Itzel llegó al Congreso local impulsada por la coalición integrada por Movimiento Regeneración Nacional, el Partido Verde Ecologista de México y el Partido del Trabajo. Su victoria representó, en su momento, un avance simbólico para esa alianza en un estado históricamente dominado por el panismo. Sin embargo, su incorporación posterior al Partido Acción Nacional (PAN) reconfigura por completo el significado político de aquel triunfo.
La pregunta central no es jurídica —porque legalmente puede hacerlo— sino ética y política: ¿con qué narrativa pidió el voto y bajo qué narrativa pretende sostenerlo ahora?
El mensaje a los votantes
Más de 50 mil ciudadanos respaldaron su candidatura. Muchos de ellos probablemente lo hicieron convencidos de apoyar una alternativa al PAN en el estado. Otros quizá votaron por su perfil personal. Pero cuando una representante cambia de bancada hacia el partido que fue su adversario directo, la percepción pública inevitablemente se divide entre quienes ven pragmatismo y quienes perciben traición.
En política, las formas importan tanto como el fondo.
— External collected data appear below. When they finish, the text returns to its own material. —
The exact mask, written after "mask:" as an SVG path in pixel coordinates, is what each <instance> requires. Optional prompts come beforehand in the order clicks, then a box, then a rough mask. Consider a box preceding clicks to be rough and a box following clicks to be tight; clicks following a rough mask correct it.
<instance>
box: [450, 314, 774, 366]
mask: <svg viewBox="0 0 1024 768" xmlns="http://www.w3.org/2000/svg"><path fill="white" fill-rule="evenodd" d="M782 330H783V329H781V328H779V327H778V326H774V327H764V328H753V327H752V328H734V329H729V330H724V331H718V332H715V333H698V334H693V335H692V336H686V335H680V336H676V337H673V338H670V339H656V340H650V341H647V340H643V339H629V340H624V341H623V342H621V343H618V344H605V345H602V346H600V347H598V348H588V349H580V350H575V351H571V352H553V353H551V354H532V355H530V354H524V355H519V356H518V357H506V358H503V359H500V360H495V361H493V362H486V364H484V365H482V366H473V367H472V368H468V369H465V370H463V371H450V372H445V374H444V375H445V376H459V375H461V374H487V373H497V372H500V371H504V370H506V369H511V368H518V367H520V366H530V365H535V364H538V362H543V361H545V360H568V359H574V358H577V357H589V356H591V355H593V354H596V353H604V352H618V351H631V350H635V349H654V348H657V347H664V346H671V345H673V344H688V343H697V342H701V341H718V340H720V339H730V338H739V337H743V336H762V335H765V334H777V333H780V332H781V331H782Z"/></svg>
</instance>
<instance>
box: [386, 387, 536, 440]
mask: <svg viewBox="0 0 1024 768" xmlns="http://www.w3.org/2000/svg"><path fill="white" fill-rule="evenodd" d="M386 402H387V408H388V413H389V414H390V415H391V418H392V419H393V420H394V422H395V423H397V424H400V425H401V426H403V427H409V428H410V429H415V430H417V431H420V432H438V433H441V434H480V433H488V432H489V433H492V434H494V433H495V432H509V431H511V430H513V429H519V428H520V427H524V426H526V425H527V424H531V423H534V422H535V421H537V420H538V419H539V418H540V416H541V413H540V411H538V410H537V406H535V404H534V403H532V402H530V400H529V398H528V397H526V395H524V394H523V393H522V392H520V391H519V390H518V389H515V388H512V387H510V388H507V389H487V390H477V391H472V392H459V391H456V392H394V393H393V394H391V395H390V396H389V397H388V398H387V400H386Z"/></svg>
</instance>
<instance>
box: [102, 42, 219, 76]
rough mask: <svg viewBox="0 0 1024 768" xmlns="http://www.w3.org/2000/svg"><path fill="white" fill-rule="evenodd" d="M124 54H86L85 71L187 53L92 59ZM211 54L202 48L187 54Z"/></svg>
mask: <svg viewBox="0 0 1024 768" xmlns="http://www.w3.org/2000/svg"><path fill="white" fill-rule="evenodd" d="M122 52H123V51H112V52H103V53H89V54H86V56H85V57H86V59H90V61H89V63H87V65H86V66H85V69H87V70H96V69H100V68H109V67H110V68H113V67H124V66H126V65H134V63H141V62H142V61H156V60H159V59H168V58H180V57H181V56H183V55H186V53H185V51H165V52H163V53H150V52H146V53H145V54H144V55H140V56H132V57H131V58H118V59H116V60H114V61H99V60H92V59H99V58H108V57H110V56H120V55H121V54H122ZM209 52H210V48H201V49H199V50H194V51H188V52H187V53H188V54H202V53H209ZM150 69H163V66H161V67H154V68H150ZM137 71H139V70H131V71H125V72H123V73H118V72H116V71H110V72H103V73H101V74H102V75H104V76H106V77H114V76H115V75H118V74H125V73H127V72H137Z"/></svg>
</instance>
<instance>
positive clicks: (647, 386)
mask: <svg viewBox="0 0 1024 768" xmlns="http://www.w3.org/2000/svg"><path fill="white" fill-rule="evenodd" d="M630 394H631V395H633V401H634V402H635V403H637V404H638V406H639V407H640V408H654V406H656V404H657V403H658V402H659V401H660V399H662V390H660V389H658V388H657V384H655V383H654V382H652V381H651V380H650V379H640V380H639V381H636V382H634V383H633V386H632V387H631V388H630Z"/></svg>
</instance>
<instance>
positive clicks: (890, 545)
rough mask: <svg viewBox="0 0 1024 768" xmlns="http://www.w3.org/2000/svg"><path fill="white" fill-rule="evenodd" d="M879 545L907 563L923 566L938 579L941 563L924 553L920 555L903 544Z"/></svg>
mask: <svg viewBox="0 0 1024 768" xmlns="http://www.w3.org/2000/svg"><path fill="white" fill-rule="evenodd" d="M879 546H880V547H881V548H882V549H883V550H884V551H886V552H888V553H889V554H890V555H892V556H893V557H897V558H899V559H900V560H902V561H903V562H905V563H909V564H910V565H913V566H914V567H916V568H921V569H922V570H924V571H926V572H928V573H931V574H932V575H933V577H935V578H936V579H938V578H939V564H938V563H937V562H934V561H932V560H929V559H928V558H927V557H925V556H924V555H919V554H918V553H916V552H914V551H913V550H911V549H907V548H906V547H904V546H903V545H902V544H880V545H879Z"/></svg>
Y el fondo aquí es claro: se pasa de una coalición identificada con la llamada 4T a integrarse al partido que ha gobernado Guanajuato por décadas.
¿Y qué pensará Marisol Suaste?
No puede ignorarse el factor interno. Marisol Suaste Rico fue la candidata del PAN que compitió directamente contra Itzel en el distrito. Defendió la marca, hizo campaña y representó al panismo en esa contienda.
La incorporación de su rival al mismo partido puede interpretarse como una jugada estratégica de fortalecimiento legislativo, pero también como una señal incómoda para la militancia tradicional. ¿Es ampliación de proyecto o desplazamiento de cuadros propios? La respuesta dependerá de cómo la dirigencia estatal gestione esa integración.
¿Costo político o cálculo estratégico?
Desde una lectura fría, el PAN suma una diputada y consolida posiciones. Desde la óptica de Itzel, integrarse al partido dominante en el estado podría significar mayor viabilidad política a futuro.
Pero el costo real no se mide en curules, sino en credibilidad. La coherencia es uno de los activos más escasos en la política contemporánea. Cuando se erosiona, recuperarla requiere mucho más que estructura partidista.
El juicio será en las urnas
La gran incógnita es electoral:
¿Votarían los panistas tradicionales por quien fue su adversaria? ¿Respaldarían nuevamente sus antiguos votantes de la coalición ahora que milita en otro proyecto? ¿Su capital político era personal o estaba anclado a la alianza que la impulsó?
En última instancia, nadie gana o pierde definitivamente en el momento del cambio. El veredicto verdadero llegará en la próxima elección. Ahí se sabrá si la ciudadanía premia la estrategia o castiga la incongruencia.
Porque en democracia, cambiar de partido es un derecho.
Convencer de que ese cambio tiene sentido, es el verdadero reto.